So, here we have wool that has been shorn off the sheep and we are ready to turn it into cloth. Wool is pretty filthy at this point, so the first step in the process is to clean it. The wool has to be scrubbed in water, and then bleached to purify it of debris. This step is the melacha of melabein. (There is a difference of opinion as to whether the scrubbing or the bleaching is the primary melacha but in the final analysis, both activities are prohibited on Shabbos. The word “melabein” more literally means whitening or bleaching, but “laundering” has a broader application that better captures the scope of this melacha.)
Any form of laundering that cleans or brightens a fabric is melabein.

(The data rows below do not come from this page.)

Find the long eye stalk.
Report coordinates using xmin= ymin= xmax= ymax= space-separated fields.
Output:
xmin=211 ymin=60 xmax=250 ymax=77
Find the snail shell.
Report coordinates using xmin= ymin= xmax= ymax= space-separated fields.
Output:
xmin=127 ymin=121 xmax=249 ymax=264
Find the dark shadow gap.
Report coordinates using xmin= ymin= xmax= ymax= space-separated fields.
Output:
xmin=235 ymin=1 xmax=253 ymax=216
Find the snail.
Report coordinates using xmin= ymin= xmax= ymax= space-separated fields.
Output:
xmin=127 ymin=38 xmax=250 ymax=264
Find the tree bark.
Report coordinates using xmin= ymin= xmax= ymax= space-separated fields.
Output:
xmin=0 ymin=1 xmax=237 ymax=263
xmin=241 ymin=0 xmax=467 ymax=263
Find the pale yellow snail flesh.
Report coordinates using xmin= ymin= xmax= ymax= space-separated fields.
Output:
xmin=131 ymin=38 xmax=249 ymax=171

It has to be an absorbent material such as cotton or wool for melabein to apply; there is no melabein on rubber boots or a plastic poncho. Accordingly, if one gets cholent on his Shabbos shirt, he may not wet the spot to clean it. (Melabein is not limited to clothes; one may equally not wet a tablecloth, upholstery, etc.)
Three activities are forms of melabein: soaking, scrubbing and wringing out. So, not only may one not wet a garment or other fabric, one may not rub a spot (even without water) or squeeze something that has become wet. For this reason, one may wash dishes on Shabbos using a brush but not a sponge.

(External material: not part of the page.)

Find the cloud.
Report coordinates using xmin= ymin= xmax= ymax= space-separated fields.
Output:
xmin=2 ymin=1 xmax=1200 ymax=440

Brushing dust off of a garment is problematic because of melabein. This is because dust particles are minute and are virtually absorbed into a fabric. Removing something larger from a garment – pet fur, for example – is permitted, though one may not use a brush to do so.
There are parameters to what is and isn’t considered melabein. For example, one may walk to shul in the rain, even though one’s clothes will get wet. That’s because this is more tantamount to soiling his garments than improving them. (Similarly, one may dry one’s hands on a towel, even though this makes the towel wet.)
This is just an introduction to the concepts of the melacha of melabein; it is not a substitute for a full study of the halachos.